Moscovici Tells Spanish Lawmakers Deficit Goal Needs More Timeby
Spain has been under EU's budget correction process since 2009
Commission to deliver verdict on 2015 budget breach next month
Economic Affairs Commissioner Pierre Moscovici told a group of Spanish lawmakers in the European Parliament that he realizes Spain may need more time to cut its budget deficit.
Spain is supposed to reduce its budget shortfall to 2.8 percent of gross domestic product this year though the commission projects the government will miss that target after its consolidation efforts veered off track in the runup to December’s election.

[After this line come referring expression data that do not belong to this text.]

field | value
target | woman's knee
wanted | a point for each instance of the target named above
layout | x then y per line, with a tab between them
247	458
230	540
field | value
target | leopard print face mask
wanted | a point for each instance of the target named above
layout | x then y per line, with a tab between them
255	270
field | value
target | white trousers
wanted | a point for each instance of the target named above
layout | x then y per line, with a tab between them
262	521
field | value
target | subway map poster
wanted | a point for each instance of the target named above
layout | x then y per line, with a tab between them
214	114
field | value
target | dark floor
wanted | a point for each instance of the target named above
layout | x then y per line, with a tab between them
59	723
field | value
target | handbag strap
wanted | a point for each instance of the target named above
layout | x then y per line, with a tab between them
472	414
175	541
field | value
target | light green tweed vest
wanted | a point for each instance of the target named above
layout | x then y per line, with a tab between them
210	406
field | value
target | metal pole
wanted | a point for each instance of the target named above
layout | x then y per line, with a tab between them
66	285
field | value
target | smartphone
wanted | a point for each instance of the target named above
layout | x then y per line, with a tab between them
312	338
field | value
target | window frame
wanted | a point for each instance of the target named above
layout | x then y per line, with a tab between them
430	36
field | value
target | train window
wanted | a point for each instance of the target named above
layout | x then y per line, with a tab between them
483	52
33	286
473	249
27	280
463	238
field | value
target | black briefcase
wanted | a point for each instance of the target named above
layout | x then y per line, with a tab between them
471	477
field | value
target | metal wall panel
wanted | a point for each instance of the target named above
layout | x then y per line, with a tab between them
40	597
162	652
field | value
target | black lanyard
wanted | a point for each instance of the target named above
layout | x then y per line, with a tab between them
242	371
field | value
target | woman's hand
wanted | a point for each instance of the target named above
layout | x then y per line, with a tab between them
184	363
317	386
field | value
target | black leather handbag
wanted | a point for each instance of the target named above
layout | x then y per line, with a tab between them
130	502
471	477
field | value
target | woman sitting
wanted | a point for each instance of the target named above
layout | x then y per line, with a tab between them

The commission issued a warning last month asking Acting Prime Minister Mariano Rajoy to enforce existing rules to control expenditure, especially at the regional level. Spain posted a deficit of 5.1 percent last year, though Rajoy’s officials vowed right up to polling day that they’d meet the goal of 4.2 percent, despite a round of pre-election tax cuts.
“He knows that it’s not credible for Spain to comply with so much deficit reduction in one year,” said Jonas Fernandez, a lawmaker in the European assembly, who was among a group of Spanish Socialists who met with Moscovici Tuesday in Strasbourg, France. “He didn’t mention any specific amount of extra time.”
Spanish Socialists want the commission to give Spain two extra years to bring its deficit below the European Union’s 3 percent limit, Fernandez said. Socialist leaders in Madrid are struggling to patch together the three-way alliance they need to oust Rajoy, who lost his majority in December, making a repeat election in June increasingly likely.
The euro area’s fourth-largest economy has been under the commission’s excessive-deficit procedure since 2009, when tax revenue collapsed in the aftermath of a decade-long real estate bubble. Although Rajoy has almost halved the budget gap since arriving in office in December 2011, he has persistently missed his target even as the economic recovery gained momentum. The commission already gave Spain an extension on its deficit targets in 2013.